WebMagic is a Java-based framework for extracting data from websites. Designed with a focus on simplicity, this tool offers an intuitive API that allows you to handle the full web crawler lifecycle (downloading HTML, URL management, content extraction, and persistence).
This tutorial will guide you through using WebMagic to crawl websites, follow links, and extract product data. By the end, you'll have a fully functional web crawler capable of discovering links and extracting data at scale. Let's begin.
Prerequisites
To follow along in this tutorial, ensure you meet the following requirements:
- Latest Java Development Kit (JDK).
- The Maven dependency manager: Modern Java IDEs like IntelliJ and NetBeans have built-in dependency manager support (Maven and Gradle). Simply select the Maven template when creating your Java project to use Maven.
- Your preferred IDE. We'll be using IntelliJ in this tutorial.
- WebMagic.
Build Your First WebMagic Web Crawler
WebMagic's extensive documentation and ready-to-use code samples lay the foundation for getting started.
However, real-world examples are the best way to begin any learning journey. Thus, for this tutorial, we'll crawl the ScrapingCourse E-commerce Test site.

The goal here is to follow all links on the page and scrape product information (product name, price, and image URL) once the crawler navigates to a product page.Â
Step 1: Set up WebMagic
Before we begin writing code, here's some background information about the tool.
WebMagic is inspired by Scrapy, and as such, they share a similar architecture, which is divided into four main components: Downloader, PageProcessor, Scheduler, and Pipeline.
While not all components run in separate threads, the WebMagic architecture is designed to optimize web crawling as much as possible.
The Downloader and PageProcessor components can run in multiple threads, and the Pipeline runs in the main thread. However, WebMagic passes processed pages asynchronously to the Pipeline, allowing it to handle tasks independent of other threads.
Here's a summary of WebMagic's workflow:
- A Spider defines what (start URL) and how to crawl.
- The downloader downloads the HTML content of the predefined URL.
- The PageProcessor processes the page according to defined instructions. Here, you can discover more links for crawling.Â
- The scheduler manages these links, automatically handling deduplication and ensuring each URL is crawled only once.
- The pipeline handles the result.
Now, let's prepare to write some code.
Navigate to a directory where you'd like to store your code and create your Java project.
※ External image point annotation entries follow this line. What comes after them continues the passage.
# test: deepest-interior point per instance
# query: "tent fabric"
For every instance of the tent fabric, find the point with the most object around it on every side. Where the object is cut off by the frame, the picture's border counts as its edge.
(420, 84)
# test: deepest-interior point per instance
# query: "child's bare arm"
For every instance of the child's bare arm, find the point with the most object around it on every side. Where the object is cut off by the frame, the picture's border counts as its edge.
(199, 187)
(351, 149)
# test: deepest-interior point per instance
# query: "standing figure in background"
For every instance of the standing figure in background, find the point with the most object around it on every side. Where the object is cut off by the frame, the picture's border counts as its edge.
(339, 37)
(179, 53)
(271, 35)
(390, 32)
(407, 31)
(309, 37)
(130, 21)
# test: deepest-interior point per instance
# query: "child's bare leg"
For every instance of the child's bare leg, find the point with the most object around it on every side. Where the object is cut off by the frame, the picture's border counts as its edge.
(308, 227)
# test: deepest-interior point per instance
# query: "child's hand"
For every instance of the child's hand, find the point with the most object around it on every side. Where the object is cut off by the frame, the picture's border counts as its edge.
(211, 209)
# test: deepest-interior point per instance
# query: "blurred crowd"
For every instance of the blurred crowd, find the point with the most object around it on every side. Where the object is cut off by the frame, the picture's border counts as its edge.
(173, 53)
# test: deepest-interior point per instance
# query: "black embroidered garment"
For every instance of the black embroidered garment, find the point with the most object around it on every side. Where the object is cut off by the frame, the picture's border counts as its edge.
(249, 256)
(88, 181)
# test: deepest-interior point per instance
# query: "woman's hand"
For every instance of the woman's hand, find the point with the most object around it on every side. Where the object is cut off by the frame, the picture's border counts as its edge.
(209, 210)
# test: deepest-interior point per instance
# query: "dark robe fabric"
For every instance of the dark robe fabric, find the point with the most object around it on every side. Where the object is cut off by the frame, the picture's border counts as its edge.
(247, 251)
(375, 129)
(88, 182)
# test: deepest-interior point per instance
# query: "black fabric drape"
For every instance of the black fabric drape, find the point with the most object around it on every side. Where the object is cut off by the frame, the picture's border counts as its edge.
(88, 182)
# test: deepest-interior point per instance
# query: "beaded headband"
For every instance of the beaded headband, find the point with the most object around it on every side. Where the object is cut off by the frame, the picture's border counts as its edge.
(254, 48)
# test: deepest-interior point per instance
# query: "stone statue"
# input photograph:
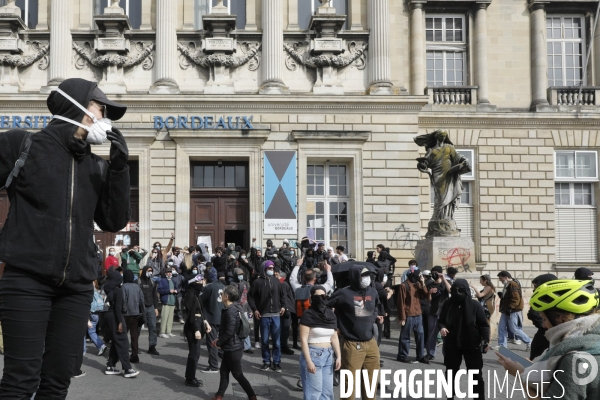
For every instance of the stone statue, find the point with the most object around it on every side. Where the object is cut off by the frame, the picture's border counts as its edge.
(444, 165)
Then, add WebMagic to your project by including the following XML snippet in your pom.xml
's <dependencies>
section.
<dependency>
<groupId>us.codecraft</groupId>
<artifactId>webmagic-core</artifactId>
<version>0.7.5</version>
</dependency>
You're all set up!
Step 2: Access the Target Website
As an actual first step, here's a basic WebMagic script that accesses the target website and retrieves its HTML content.
Later on, we'll extend this script to follow links on the page and extract product information.
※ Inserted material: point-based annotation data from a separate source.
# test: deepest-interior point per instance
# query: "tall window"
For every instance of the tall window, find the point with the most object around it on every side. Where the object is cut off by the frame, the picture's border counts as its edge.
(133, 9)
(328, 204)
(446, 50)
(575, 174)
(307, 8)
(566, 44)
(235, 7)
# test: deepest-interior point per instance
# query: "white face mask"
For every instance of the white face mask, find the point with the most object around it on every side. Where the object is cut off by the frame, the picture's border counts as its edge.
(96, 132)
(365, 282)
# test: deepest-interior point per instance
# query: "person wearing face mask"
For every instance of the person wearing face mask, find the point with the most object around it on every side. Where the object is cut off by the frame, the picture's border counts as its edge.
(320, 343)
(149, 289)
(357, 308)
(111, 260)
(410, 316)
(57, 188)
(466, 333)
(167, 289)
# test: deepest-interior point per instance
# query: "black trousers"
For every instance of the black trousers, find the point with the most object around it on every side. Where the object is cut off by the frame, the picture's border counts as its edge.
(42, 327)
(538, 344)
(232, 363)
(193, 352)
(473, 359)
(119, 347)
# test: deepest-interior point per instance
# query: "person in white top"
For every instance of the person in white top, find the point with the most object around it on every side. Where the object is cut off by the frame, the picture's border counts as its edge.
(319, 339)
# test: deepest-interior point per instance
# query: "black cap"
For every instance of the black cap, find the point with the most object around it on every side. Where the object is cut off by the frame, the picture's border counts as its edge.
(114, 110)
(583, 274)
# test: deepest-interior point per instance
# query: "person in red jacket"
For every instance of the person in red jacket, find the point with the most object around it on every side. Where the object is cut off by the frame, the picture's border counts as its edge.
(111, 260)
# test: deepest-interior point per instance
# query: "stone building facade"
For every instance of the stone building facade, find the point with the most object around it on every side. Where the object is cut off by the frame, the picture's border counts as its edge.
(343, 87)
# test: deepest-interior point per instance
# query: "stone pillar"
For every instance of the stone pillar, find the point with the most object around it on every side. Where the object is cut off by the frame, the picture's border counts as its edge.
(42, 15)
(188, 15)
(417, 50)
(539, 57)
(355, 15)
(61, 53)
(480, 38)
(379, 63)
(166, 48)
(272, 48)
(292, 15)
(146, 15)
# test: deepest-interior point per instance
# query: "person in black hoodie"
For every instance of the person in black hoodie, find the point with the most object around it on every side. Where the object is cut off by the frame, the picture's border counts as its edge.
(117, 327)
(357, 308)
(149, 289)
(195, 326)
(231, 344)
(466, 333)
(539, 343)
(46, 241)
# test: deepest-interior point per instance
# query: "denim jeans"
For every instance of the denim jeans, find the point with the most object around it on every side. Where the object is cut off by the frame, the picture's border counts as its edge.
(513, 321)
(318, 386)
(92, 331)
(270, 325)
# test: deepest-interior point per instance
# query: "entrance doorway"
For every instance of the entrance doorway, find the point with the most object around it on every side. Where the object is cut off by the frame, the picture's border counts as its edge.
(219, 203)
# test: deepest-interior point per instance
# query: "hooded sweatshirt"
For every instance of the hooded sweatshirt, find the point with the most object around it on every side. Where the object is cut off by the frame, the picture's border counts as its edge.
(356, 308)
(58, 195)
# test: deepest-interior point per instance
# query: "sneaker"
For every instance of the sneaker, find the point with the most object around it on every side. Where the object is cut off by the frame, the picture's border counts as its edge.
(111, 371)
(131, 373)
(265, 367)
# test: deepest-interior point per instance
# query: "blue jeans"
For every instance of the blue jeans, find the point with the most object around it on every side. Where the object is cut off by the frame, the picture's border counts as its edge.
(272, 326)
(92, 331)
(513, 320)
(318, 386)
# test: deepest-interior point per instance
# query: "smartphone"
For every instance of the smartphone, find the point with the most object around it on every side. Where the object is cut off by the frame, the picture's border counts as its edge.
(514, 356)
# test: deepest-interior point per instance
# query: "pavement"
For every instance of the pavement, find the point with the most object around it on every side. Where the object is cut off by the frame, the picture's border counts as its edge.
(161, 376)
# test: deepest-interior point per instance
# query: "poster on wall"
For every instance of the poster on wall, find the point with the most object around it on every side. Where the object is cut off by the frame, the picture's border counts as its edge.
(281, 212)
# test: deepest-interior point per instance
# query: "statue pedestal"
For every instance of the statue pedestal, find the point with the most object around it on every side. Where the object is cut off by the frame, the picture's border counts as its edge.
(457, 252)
For now, this code will make a GET request to the target URL and retrieve its HTML.
The Spider.create()
method initializes a new web crawler using the Crawler
class. This class implements the PageProcessor interface to define how pages should be processed. In this case, it simply logs the HTML to the console.
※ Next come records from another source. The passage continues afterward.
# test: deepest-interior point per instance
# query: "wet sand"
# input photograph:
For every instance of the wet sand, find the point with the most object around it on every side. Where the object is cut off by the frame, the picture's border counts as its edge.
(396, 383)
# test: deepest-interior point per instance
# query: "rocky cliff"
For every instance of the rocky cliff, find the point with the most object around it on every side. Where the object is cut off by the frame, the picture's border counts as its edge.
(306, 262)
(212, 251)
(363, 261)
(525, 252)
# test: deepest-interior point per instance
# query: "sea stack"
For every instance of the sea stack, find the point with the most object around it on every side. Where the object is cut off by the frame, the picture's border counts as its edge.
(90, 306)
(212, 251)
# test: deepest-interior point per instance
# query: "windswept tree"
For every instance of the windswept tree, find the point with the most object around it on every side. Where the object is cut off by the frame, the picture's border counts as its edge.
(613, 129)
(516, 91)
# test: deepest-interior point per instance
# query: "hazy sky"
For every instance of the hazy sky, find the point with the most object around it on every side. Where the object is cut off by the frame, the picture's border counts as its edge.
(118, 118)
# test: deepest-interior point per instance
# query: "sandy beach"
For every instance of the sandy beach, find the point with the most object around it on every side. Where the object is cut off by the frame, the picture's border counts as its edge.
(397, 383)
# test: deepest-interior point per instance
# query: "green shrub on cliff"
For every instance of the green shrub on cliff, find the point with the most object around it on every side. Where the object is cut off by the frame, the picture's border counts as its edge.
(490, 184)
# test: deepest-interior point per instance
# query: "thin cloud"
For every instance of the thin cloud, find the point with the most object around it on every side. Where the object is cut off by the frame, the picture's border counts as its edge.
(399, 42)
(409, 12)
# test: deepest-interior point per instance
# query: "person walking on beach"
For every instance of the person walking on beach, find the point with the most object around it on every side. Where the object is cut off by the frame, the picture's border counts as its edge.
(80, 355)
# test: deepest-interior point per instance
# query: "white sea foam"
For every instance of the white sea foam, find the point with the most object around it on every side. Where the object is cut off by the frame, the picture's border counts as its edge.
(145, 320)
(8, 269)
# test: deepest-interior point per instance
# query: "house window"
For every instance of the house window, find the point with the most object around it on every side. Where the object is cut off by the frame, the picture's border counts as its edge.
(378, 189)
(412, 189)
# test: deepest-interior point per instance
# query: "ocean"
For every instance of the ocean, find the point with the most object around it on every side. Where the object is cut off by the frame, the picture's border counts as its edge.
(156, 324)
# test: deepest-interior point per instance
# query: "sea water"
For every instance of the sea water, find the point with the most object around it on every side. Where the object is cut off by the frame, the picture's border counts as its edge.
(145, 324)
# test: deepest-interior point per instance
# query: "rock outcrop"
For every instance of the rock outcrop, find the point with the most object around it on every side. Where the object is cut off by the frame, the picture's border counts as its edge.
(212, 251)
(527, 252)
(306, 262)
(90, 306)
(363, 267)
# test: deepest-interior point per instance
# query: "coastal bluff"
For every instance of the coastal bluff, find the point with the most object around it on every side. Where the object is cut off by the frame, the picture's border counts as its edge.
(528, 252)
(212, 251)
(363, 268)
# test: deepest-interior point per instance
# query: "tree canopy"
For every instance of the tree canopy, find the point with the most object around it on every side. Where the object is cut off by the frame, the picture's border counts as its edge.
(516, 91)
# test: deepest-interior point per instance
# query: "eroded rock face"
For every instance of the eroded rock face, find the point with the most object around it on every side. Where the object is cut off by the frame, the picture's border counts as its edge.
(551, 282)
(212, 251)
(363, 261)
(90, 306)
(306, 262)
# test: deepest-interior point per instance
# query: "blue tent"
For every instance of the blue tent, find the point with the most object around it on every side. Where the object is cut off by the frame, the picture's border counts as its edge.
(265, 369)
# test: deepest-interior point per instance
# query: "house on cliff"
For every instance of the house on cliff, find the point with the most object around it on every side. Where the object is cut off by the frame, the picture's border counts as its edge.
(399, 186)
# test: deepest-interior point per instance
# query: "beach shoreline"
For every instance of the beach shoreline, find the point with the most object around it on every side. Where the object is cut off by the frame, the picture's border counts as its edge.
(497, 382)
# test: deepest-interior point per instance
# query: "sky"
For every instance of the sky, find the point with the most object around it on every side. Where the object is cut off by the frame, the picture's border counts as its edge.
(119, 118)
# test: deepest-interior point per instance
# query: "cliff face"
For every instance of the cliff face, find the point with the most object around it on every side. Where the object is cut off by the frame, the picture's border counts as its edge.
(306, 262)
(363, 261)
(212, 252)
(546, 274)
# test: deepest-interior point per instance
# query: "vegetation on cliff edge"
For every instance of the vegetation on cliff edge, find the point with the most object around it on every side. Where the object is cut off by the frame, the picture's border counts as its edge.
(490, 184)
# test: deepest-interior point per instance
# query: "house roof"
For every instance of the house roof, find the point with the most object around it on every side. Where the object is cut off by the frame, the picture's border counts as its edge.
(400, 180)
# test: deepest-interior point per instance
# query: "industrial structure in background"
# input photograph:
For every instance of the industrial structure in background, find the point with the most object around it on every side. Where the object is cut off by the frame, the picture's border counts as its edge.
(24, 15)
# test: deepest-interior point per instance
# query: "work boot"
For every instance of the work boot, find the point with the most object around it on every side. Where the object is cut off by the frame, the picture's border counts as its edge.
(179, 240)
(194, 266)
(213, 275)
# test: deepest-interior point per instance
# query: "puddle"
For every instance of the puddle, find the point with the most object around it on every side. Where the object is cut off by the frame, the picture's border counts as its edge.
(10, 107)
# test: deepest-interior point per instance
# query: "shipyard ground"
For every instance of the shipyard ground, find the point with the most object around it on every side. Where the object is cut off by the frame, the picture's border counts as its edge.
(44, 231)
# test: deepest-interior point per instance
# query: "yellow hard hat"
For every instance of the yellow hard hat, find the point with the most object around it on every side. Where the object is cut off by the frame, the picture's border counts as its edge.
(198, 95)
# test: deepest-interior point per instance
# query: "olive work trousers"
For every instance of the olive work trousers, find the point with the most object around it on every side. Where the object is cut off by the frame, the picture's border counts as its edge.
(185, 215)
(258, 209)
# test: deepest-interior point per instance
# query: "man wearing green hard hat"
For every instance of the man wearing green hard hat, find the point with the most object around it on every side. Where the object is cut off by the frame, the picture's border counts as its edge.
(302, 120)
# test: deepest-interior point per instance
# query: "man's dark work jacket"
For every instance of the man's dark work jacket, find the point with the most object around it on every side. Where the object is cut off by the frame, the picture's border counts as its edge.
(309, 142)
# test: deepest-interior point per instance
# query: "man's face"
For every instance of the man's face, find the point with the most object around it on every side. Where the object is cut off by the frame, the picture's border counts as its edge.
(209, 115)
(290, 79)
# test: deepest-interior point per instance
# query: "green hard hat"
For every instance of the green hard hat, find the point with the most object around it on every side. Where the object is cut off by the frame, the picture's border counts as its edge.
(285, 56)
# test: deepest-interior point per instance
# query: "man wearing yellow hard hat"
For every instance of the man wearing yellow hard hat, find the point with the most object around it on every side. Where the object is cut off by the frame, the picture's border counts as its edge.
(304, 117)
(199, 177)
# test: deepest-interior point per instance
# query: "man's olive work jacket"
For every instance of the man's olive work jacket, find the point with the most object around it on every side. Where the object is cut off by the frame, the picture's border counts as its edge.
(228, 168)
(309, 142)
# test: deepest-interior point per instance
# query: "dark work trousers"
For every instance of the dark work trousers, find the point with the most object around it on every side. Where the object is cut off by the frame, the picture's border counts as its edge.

// import the required classes
import us.codecraft.webmagic.Page;
import us.codecraft.webmagic.Site;
import us.codecraft.webmagic.Spider;
import us.codecraft.webmagic.processor.PageProcessor;
public class Main {
public static void main(String[] args) {
// initialize a Spider
Spider.create(new Crawler())
// define start URL
.addUrl("https://www.scrapingcourse.com/ecommerce/")
// set number of threads
.thread(3)
.run();
}
// PageProcessor implementation
public static class Crawler implements PageProcessor {
// set crawling configuration
private final Site site = Site.me()
.setRetryTimes(3)
.setSleepTime(1000);
@Override
// process crawled page
public void process(Page page) {
// retrieve and log HTML content
page.putField("html", page.getHtml().toString());
}
@Override
// provide site settings to the crawler framework
public Site getSite() {
return site;
}
}
}
Here's the result.
<html lang="en">
<head>
<!-- ... -->
<title>
Ecommerce Test Site to Learn Web Scraping - ScrapingCourse.com
</title>
<!-- ... -->
</head>
<body>
<!-- ... -->
<div class="beta site-title">
<a href="https://www.scrapingcourse.com/ecommerce/" rel="home">
Ecommerce Test Site to Learn Web Scraping
</a>
</div>
<!-- other content omitted for brevity -->
</body>
</html>
Step 3: Follow Links With WebMagic
Now, let's extend our initial basic script to find and follow links on the page.
WebMagic provides a predefined function, page.addTargetRequests()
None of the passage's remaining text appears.